Answering safety questions
Alan H. DeCherney, MD, currently an infertility researcher at the National Institutes of Health, started Yale University’s IVF program at around the same time Dr. Marrs and the Joneses were starting theirs. Yale already had a large infertility practice, and only academic centers had the laboratory resources and skilled staff needed to attempt IVF in those years.
In 1983, when Yale announced the birth of its first IVF baby – the fifth in the United States – Dr. DeCherney was starting to think about measuring outcomes, as there was concern over the potential for congenital anomalies related to IVF. “This was such a change in the way conception occurred, people were afraid that all kinds of crazy things would happen,” he said.
One concern was about ovarian stimulation with fertility drugs or gonadotropins. The earliest efforts – including by Dr. Steptoe and Dr. Edwards – used no drugs, instead trying to pinpoint the moment of natural egg release by measuring a woman’s hormone levels constantly, but these proved disappointing. Use of clomiphene citrate and human menopausal gonadotropin allowed for more control over timing, and for multiple mature eggs to be harvested at once.
But there were still many unanswered questions related to these agents’ safety and dosing, both for women and for babies.
When the NIH refused to fund a study of IVF outcomes, Dr. DeCherney and Dr. Marrs collaborated on a registry funded by a gonadotropin maker. “The drug company didn’t want to be associated with some terrible abnormal outcomes,” Dr. DeCherney recalled, though by then, “there were 10, maybe even 20 babies around the world, and they seemed to be fine,” he said.

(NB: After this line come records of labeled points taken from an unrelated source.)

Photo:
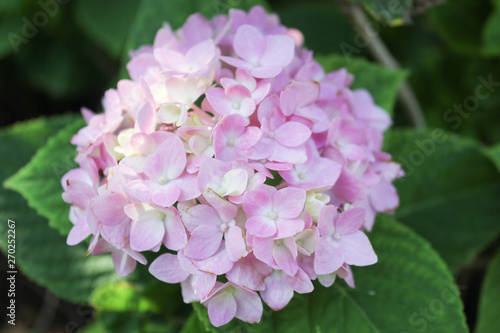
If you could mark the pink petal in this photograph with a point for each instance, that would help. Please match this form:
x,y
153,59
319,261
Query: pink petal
x,y
350,221
349,187
146,119
357,249
384,197
144,235
288,227
175,236
298,94
249,272
327,280
204,242
221,308
200,215
188,185
300,282
219,101
249,43
124,264
289,202
118,235
328,257
169,160
109,208
260,226
279,51
79,232
263,250
201,54
166,268
248,305
285,260
257,202
277,293
327,216
292,134
218,264
235,243
165,196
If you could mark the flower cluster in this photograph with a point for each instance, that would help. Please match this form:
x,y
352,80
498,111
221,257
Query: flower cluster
x,y
232,148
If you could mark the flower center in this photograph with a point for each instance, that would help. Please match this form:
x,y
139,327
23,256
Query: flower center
x,y
273,216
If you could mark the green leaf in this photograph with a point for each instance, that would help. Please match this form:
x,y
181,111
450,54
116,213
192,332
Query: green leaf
x,y
488,320
491,33
464,37
408,290
450,192
393,13
106,22
120,296
41,252
10,38
152,14
327,16
382,83
40,180
494,154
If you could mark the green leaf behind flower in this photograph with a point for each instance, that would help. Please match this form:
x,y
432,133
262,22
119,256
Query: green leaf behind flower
x,y
488,320
450,192
40,180
93,16
41,252
392,13
382,83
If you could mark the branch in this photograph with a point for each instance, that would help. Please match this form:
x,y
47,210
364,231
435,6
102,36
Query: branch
x,y
380,52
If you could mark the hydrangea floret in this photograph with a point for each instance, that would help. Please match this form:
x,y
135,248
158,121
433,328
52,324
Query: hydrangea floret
x,y
231,148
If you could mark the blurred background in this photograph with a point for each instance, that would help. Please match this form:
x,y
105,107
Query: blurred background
x,y
57,56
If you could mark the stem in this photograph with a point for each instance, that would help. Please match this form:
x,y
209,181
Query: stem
x,y
380,52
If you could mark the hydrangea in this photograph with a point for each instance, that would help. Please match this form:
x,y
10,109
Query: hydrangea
x,y
231,148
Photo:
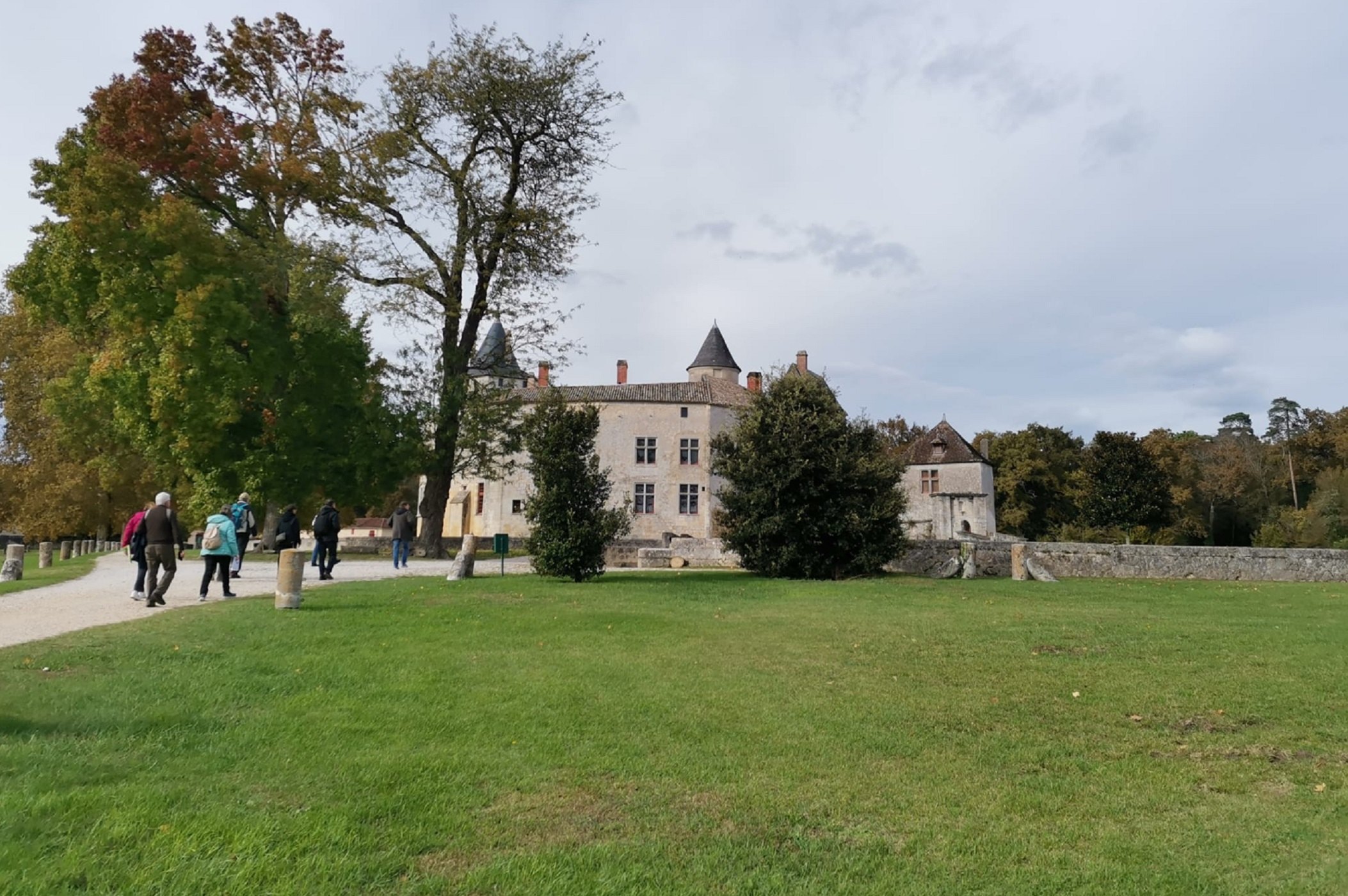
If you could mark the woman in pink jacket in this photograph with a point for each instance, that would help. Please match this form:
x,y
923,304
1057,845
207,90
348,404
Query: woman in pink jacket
x,y
136,553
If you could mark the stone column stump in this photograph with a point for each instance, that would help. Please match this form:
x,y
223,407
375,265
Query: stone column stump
x,y
463,565
290,579
13,569
1018,570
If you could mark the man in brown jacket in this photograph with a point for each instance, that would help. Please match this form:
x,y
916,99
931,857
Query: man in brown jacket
x,y
164,546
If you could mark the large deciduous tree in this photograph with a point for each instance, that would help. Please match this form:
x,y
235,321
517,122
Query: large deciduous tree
x,y
808,493
1034,469
220,349
568,509
465,196
1123,487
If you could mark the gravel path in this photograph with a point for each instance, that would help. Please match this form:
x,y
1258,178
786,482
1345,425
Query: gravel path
x,y
103,597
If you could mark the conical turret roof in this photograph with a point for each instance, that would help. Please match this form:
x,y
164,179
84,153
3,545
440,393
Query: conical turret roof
x,y
715,352
495,356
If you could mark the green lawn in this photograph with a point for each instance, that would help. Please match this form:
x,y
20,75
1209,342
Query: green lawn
x,y
58,572
662,733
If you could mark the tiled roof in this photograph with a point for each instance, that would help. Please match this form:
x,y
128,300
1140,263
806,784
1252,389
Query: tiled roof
x,y
712,391
924,452
714,352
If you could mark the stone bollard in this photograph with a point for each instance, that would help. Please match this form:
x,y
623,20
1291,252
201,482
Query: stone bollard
x,y
463,565
13,569
1018,570
290,579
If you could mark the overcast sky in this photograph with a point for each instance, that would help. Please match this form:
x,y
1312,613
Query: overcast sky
x,y
1109,214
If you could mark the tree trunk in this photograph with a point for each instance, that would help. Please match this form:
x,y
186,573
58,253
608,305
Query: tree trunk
x,y
1292,477
271,516
433,514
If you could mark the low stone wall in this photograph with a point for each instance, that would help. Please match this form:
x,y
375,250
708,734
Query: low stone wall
x,y
1072,559
927,557
692,553
623,554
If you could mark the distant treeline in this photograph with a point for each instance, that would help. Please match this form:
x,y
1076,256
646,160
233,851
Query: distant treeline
x,y
1283,488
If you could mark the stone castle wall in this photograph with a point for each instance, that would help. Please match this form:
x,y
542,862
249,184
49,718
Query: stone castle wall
x,y
1073,559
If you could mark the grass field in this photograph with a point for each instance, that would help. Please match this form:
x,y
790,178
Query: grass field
x,y
688,735
58,572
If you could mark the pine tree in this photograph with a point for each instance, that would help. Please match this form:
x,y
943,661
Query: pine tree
x,y
809,493
572,525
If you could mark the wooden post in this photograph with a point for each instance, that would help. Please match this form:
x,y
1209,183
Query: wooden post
x,y
290,579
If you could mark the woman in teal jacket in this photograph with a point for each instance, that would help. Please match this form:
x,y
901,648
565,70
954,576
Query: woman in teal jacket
x,y
219,557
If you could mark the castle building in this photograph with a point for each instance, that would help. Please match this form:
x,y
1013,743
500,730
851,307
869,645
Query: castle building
x,y
653,437
949,487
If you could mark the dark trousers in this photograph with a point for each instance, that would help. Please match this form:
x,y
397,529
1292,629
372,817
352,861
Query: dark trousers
x,y
243,548
214,565
326,557
161,557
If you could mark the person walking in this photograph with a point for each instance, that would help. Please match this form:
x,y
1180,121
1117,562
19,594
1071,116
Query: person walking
x,y
246,526
287,530
164,546
326,526
219,548
405,530
135,547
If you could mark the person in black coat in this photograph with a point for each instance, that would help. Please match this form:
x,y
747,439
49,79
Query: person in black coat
x,y
287,530
326,527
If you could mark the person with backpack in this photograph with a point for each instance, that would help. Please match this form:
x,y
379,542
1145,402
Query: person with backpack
x,y
326,526
219,547
164,546
246,526
403,525
134,543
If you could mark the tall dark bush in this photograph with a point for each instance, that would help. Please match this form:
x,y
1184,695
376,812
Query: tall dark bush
x,y
808,493
572,525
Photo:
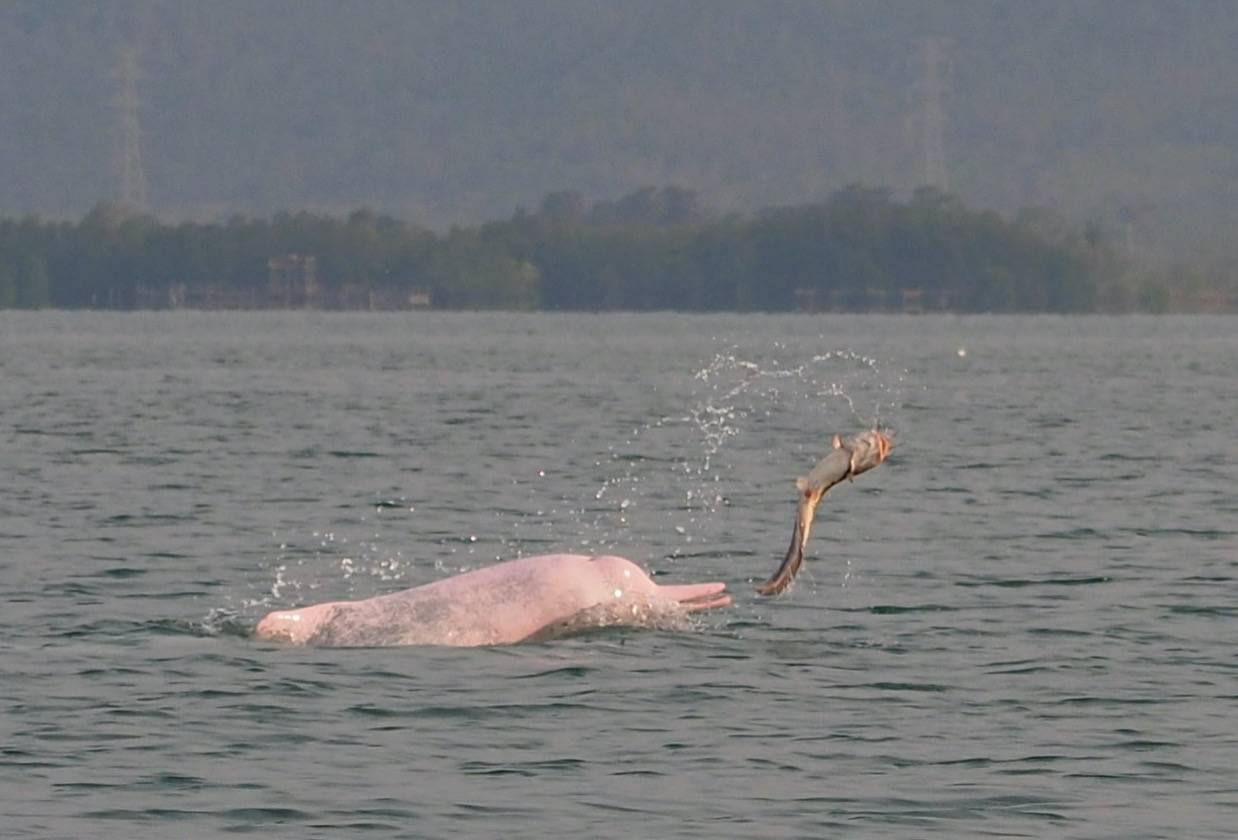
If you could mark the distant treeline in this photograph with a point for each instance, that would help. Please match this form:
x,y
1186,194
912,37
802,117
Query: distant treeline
x,y
655,249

The first registry results affirmed no changes in the rate of congenital abnormalities. (Larger, more recent studies have shown a small but significant elevation in birth defect risk associated with IVF.) A few years later, ovarian stimulation was adjusted to correspond with ovarian reserve, reducing the risk of ovarian hyperstimulation syndrome.
But even by the late 1980s, success rates for IVF per attempted cycle were still low overall, leading many critics, even within the profession, to accuse practitioners of misleading couples. Charles E. Miller, MD, an infertility specialist in Chicago, recalled an early investigation by a major newspaper “that looked at all the IVF clinics in Chicago and found the chances of having a baby was under 3%.”
It was true, Dr. Miller acknowledged – “the rates were dismal. But remember that IVF at the time was still considered a procedure of last resort.” Complex diagnostic testing to determine the cause of infertility, surgery, and fertility drugs all came first.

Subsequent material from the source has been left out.